L’ESP, un système créé par accident

L’ESP s’est aujourd’hui généralisé à presque l’intégralité de la production automobile. Il est même considéré par certains, comme la plus grande avancée en matière de sécurité depuis la ceinture de sécurité. Pourtant, il a littéralement été conçu par accident. Retour sur sa genèse.

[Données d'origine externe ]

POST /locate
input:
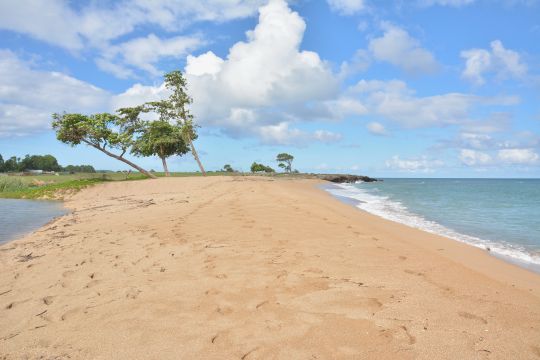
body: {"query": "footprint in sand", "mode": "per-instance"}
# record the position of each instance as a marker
(470, 316)
(47, 300)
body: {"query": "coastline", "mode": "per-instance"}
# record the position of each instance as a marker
(520, 258)
(254, 268)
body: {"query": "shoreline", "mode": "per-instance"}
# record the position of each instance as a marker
(253, 267)
(505, 252)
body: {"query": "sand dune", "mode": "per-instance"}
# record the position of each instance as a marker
(252, 268)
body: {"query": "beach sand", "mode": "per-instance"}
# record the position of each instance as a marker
(253, 268)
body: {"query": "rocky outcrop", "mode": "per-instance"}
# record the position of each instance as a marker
(344, 178)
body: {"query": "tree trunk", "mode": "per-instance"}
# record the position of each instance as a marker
(194, 152)
(165, 168)
(138, 168)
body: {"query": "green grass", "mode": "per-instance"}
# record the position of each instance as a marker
(53, 186)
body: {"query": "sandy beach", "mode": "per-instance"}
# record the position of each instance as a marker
(253, 268)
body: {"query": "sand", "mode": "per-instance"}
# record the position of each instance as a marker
(253, 268)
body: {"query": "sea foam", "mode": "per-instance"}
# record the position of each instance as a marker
(383, 206)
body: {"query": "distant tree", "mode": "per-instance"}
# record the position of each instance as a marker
(39, 162)
(104, 132)
(285, 161)
(176, 108)
(79, 169)
(162, 139)
(255, 167)
(228, 168)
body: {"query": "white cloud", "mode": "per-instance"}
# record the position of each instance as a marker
(454, 3)
(395, 101)
(347, 7)
(501, 62)
(398, 48)
(282, 134)
(471, 157)
(97, 23)
(519, 156)
(376, 128)
(422, 164)
(28, 97)
(326, 136)
(476, 141)
(144, 52)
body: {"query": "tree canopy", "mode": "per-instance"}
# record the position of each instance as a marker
(162, 139)
(285, 161)
(125, 132)
(255, 167)
(39, 162)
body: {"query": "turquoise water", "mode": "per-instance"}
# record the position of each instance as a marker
(19, 217)
(502, 214)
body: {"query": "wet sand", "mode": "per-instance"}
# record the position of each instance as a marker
(253, 268)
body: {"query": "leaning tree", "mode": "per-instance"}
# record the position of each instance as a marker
(285, 161)
(104, 132)
(176, 108)
(160, 138)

Tout commence en 1989. Un jeune ingénieur de Mercedes-Benz, Frank-Werner Mohn, réalise des essais hivernaux pour la marque en Suède. Suite à un loupé, il finit dans un fossé. Pendant sa marche forcée vers la ville la plus proche (le téléphone portable n’était qu’une technologie balbutiante à l’époque), il a un éclair de génie. Et si l’ABS (une invention encore toute récente) pouvait interagir avec un système permettant de mesurer l’angle du volant et celui du dérapage de la voiture ?

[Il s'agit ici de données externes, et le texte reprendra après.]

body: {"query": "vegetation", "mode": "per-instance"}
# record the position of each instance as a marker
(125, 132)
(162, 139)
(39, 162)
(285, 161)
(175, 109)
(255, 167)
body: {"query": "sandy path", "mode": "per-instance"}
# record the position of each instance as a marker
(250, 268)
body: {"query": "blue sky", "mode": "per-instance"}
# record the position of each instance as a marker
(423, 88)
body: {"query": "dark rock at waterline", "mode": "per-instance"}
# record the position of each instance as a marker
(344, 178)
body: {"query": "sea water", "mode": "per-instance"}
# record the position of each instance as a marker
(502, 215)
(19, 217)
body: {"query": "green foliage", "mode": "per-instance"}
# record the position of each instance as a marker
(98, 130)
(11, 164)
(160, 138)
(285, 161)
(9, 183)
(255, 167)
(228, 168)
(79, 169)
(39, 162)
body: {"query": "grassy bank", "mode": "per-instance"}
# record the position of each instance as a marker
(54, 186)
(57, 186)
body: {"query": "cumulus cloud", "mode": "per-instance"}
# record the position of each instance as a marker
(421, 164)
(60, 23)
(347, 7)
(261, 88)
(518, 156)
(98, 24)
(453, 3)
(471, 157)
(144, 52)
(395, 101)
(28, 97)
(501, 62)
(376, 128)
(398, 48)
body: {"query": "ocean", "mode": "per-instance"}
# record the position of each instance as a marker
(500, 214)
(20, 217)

Une fois rentré à Stuttgart, Mohn et son équipe reçoivent la permission de plancher sur le sujet et de créer un prototype. Et même si l’idée n’est pas tout à fait originale, c’est l’approche de Mohn qui fait la différence. En effet, Bosch tablait sur un système similaire, activé en cas de freinage. Mais Mohn pense à un système fonctionnant en permanence, détectant les conditions de route et le comportement de la voiture. C’est ce modèle qui est la base de tous les contrôles de stabilité actuels.

Pour faire court, pour détecter les mouvements de la voiture, le sire Mohn a besoin de gyroscopes. Ils se tourne alors vers le magasin de jouets le plus proche et pille un pauvre hélicoptère télécommandé. Toutefois, même si le matériel retiré du jouet confirme la théorie de Frank-Werner, il n’est ni assez rapide, ni assez précis. Il décide donc de se tourner, accrochez-vous bien, vers le système équipant les missiles SCUDs !

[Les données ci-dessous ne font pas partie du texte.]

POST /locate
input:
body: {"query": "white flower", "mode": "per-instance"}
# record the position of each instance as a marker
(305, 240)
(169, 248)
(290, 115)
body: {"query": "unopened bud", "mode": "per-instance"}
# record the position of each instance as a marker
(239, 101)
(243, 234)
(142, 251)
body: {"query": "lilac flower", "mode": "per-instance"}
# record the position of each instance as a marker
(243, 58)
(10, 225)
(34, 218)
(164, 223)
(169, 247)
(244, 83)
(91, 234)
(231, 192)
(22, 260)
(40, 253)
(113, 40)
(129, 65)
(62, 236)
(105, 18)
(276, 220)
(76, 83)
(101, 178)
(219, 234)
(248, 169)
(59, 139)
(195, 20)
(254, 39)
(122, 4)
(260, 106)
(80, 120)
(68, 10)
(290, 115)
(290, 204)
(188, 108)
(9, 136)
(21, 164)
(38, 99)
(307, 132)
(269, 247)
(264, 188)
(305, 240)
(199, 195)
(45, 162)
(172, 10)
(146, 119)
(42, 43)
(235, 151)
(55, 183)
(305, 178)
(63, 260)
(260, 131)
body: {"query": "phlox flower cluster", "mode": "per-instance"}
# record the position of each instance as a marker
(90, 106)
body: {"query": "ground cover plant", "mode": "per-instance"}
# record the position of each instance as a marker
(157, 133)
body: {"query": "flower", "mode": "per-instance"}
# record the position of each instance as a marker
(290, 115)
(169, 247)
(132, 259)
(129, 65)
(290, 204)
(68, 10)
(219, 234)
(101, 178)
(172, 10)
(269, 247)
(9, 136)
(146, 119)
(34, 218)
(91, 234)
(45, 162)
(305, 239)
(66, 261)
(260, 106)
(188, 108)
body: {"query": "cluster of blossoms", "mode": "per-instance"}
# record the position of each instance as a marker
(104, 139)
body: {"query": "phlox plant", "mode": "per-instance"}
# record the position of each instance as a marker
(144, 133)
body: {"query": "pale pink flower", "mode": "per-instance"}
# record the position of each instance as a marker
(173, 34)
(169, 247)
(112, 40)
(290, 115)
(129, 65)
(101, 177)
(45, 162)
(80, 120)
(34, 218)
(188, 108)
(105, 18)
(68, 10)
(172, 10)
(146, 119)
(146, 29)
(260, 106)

Dur de faire le rapprochement entre ça et une voiture, pourtant, l’ESP l’a fait

Après deux ans de travail intensif fourni par la petite équipe que Mohn a constituée, sous les railleries de certains collègues, le feu vert est donné pour la mise en production. Pour la petite histoire, le processus s’est vu grandement accéléré après une journée d’essais sur glace. En effet, un des directeurs de Mercedes, connu pour être plus que timide au volant réalisait des chronos presque aussi rapides que ceux des pilotes-essayeurs de la boîte ! Bon, faut pas déconner non plus, dès que l’ESP a été coupé, il n’a pas réussi à passer le premier virage, preuve s’il en est que Mohn avait mis le doigt sur quelque chose.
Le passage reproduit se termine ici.